Marco Garzonio, Corriere della Sera 11/03/2013, 11 marzo 2013
I SEI CARDINALI LOMBARDI LA PATTUGLIA PIU’ NUMEROSA
Quella lombarda è la componente più numerosa dentro la già folta rappresentanza italiana al Conclave. Eppure è difficile immaginare un nucleo più eterogeneo per formazione, temperamenti, competenze, cursus honorum, idee di Chiesa e mondo. Francesco Coccopalmerio, Attilio Nicora, Gianfranco Ravasi, Giovanni Battista Re, Angelo Scola, Dionigi Tettamanzi — questi i nomi dei sei cardinali — recano impressi i caratteri di una terra che per storia, cultura, ethos popolare, ha offerto nel tempo e presenta tuttora un volto multiforme e complesso dell’esperienza religiosa. Il tratto unificante può essere riassunto in una predilezione diffusa, radicata nel carattere lombardo, per la presenza fattiva, la componente istituzionale, la visione «politica» nell’accezione alta del termine, che coinvolge cioè i principi e le regole della convivenza. Una visione pratica e realistica delle vicende ecclesiastiche e civili, indubbio retaggio delle fatiche secolari d’una regione crocevia di strade e scambi, impegnata nell’affrancarsi da domini stranieri, nel cercare l’indipendenza, nello sfruttare le risorse di una natura non sempre amica facendo conto su intelligenza e capacità personale nel trasformarle.
La Lombardia che fa e che governa sembra emergere dagli incarichi dei sei porporati. Solo due di essi hanno una lunga esperienza pastorale: Scola, arcivescovo di Milano, e il suo predecessore Tettamanzi. Gli altri ricoprono posti di vertice in settori importanti: presidente del Pontificio consiglio dei testi legislativi, Coccopalmerio; presidente dell’Autorità d’informazione finanziaria, Nicora; presidente per il Pontificio consiglio della cultura, Ravasi. Il cardinale Re, già ai vertici della potente Congregazione dei vescovi, proprio al Conclave svolgerà i compiti di Decano del Collegio cardinalizio, in quanto il cardinal Sodano, che pure ha quel ruolo, non entrerà nella Cappella Sistina avendo superato gli ottant’anni.
Che figurino poi tra i porporati lombardi anche due personalità da più parti considerate in questi giorni tra i «papabili», cioè Scola e Ravasi, è segno ulteriore di una tradizione recente che ha posto la Lombardia in una posizione di straordinario privilegio e responsabilità nella storia della Chiesa. Per ben un terzo degli anni del secolo scorso, la cattedra di Pietro è stata retta da tre pontefici lombardi.

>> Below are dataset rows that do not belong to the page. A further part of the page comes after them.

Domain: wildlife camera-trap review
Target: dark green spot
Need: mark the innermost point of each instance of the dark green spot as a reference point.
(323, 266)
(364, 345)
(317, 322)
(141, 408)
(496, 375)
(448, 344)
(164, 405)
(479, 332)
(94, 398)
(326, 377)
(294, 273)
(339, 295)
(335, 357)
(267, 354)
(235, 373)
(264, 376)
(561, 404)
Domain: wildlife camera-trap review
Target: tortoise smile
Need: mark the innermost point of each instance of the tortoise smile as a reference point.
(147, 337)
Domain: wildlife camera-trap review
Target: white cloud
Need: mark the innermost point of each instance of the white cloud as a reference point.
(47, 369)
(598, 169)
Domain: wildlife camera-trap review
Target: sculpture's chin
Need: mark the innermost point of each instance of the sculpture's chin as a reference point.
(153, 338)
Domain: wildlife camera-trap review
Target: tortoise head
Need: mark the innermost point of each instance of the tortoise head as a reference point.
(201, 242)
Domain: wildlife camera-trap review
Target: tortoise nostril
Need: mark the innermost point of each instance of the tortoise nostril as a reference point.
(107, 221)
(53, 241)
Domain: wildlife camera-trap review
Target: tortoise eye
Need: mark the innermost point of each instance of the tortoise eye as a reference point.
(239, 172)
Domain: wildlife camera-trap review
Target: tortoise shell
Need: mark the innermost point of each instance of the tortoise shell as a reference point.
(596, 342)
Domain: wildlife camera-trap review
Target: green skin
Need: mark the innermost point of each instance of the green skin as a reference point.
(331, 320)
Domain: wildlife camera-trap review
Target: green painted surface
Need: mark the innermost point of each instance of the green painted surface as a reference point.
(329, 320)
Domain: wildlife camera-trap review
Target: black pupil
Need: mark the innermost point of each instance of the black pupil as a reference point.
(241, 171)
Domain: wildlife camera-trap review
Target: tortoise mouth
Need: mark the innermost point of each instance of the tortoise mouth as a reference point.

Tra le due guerre, da Achille Ratti, che, col nome di Pio XI, ha governato dal 1922 al 1939. In piena Guerra fredda (ricordiamoci il Muro di Berlino) Giovanni XXIII ha inaugurato la nuova primavera dei cattolici, indicendo e avviando tra sorpresa e speranze il Concilio ecumenico vaticano II. Eredità raccolta e condotta faticosamente e sapientemente in porto da Giovanni Battista Montini, il Paolo VI del primo pellegrinaggio in Terra Santa d’un Pontefice, del discorso all’Onu, dei tanti viaggi nel mondo.
I precedenti, nel diritto e nelle consuetudini (in entrambi si sa quanto gli ambienti ecclesiastici siano esperti), di solito hanno due tipi di risvolti: possono costituire un’utile premessa per la continuità; al contrario, però, venir usati quali argomenti per sostenere l’opportunità di sperimentare soluzioni diverse. Ma a differenza della vecchia logica che non ammetteva alternative ai termini contrapposti, una terza via non è da escludere nel far pesare i voti delle porpore lombarde. L’indicazione la diede Benedetto XVI nell’ultima visita ad limina del suo pontificato, in cui ricevette i vescovi lombardi. Mimando il movimento di un grande compasso con un braccio puntato sulla Lombardia e l’altro che gira attorno cingendo tutti i Paesi, dal Mediterraneo al Mare del Nord, disse: «La Lombardia deve essere il cuore credente dell’Europa». Ecco, forse la chiave del ruolo lombardo sta proprio qui: nel contribuire a ridare un’identità di fede, di cultura, di pratica cristiana alla vecchia, stanca Europa. Lavorando per individuare un Papa di qui o di un altro continente poco dovrebbe importare, che vada alle radici del Vangelo portato da Pietro a Roma, non perché fosse rinchiuso nelle mura di una Curia, ma per irradiare il mondo. I lombardi, abituati a rimboccarsi le maniche nel momento del bisogno di tutti, non solo delle proprie esigenze, si cimenteranno in praticità e saggezza. Responsabilmente, secondo costume.